Camino a casa, luego de las clases universitarias, era inevitable no comprar en las carretillas, ésas que nunca sobran, en el trayecto solitario. Por supuesto que jamás lo compré en compañía de compañeros de aula aunque sí con amigas con las que la conversación era placentera y una taza de café no era adecuada por el almuerzo que se avecinaba.
Su costo era razonable y el empaque más que generoso. Las penas podría decirse, tenía solución viable.
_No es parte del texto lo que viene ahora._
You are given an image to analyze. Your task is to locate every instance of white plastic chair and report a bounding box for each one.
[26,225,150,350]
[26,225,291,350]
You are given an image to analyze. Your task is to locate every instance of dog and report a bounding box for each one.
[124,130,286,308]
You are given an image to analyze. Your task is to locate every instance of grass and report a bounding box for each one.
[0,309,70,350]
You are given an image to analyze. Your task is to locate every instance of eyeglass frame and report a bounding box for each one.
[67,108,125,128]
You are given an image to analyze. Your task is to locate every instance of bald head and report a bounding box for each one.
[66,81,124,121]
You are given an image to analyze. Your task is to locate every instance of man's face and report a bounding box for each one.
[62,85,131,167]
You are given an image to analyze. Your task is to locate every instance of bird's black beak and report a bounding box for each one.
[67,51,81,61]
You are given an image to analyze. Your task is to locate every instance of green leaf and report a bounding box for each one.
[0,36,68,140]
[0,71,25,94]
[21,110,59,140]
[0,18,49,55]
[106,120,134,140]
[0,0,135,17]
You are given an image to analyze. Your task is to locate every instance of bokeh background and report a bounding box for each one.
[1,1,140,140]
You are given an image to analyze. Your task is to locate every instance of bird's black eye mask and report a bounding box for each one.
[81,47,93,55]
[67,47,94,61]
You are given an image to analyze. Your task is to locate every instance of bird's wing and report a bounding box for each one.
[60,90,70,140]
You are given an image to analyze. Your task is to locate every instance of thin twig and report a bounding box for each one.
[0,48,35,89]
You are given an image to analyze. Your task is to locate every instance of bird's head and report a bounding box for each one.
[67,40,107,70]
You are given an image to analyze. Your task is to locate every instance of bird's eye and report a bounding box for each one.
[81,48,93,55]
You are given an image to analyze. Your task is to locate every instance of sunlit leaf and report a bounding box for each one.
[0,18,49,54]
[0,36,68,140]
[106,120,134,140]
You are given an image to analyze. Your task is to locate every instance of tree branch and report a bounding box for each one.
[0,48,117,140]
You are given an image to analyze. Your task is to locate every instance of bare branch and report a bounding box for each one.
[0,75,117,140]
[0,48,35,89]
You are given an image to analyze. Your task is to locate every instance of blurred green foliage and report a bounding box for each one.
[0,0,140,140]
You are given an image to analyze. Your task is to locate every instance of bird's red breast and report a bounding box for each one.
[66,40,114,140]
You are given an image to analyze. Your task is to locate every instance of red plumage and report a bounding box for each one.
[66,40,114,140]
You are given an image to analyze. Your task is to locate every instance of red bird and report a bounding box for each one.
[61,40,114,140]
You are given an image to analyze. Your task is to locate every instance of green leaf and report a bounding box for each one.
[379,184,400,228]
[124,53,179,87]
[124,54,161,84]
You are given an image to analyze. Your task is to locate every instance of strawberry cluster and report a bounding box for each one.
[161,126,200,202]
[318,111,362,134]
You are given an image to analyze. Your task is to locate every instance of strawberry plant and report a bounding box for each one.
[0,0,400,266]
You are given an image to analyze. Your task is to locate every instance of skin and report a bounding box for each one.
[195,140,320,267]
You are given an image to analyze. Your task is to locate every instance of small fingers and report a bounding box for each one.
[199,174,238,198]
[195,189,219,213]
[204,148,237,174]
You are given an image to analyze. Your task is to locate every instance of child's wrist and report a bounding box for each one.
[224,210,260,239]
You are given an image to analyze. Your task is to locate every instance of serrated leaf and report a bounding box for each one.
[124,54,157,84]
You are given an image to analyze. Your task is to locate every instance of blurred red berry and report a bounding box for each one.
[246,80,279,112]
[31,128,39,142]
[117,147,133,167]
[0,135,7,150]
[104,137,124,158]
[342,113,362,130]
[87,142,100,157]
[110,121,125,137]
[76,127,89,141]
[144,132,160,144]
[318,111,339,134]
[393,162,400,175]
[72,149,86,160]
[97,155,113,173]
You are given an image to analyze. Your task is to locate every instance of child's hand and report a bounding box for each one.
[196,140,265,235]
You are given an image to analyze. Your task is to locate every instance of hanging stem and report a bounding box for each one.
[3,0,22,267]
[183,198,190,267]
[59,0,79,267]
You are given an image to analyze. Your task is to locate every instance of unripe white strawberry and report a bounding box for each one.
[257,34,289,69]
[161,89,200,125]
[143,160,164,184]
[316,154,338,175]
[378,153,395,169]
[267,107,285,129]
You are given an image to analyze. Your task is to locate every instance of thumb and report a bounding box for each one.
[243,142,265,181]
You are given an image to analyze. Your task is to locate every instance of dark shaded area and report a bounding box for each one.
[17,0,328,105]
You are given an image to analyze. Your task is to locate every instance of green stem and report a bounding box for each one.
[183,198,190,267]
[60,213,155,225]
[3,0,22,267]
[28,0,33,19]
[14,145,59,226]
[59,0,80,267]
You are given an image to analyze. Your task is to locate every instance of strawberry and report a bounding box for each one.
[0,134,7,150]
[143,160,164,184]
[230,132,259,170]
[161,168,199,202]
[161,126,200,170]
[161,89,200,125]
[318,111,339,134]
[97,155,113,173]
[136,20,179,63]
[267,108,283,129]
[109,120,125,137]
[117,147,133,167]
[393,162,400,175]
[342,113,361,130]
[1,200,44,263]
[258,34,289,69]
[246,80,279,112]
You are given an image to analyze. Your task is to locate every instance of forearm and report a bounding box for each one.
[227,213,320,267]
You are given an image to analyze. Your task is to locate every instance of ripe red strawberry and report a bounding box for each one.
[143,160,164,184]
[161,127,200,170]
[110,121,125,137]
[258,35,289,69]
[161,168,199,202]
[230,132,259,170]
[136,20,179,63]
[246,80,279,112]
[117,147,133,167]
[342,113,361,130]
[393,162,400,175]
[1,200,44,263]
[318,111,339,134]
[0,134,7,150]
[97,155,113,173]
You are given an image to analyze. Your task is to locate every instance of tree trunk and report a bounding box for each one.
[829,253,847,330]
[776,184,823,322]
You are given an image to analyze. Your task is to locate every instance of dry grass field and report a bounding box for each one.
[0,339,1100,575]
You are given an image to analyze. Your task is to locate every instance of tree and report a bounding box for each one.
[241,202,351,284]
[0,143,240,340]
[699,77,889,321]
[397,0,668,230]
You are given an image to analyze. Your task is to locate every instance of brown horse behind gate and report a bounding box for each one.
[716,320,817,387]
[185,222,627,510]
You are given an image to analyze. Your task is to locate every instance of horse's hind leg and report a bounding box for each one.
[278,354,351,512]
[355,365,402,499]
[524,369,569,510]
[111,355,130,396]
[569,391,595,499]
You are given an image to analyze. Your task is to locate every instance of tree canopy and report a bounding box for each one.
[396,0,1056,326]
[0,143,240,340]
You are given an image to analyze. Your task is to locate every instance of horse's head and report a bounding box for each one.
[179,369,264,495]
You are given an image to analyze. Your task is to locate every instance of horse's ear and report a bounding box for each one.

Así los días, y los amores, transitaban plácidos y carentes de contratiempo alguno.
Sin embargo un día cambió de empaque y de precio, algún gerente de saco y corbata, se le ocurrió la brillante idea de realizar cambios (son buenos, pero cuando ello lo mejora). Nueva presentación, nuevo tamaño. A partir de ahí tuve que contentarme con añorar su pretérita presentación y por supuesto abstenerme de darme un gustazo de aquellos, para suerte mía el temporal sentimental había ya fenecido.
Estos días los observo, sin deseos de adquirirlos, en parte sintiéndome un tanto estafado por esos señores de saco y corbata que auguraron una campaña acorde a los nuevos días y que sin embargo su subrepticio deseo fue enriquecerse más rápido.
Ahora espero con todo el corazón que el Sr. Wonka lance una línea de chocolates superiores a los tradicionales sublimes, esos de antaño.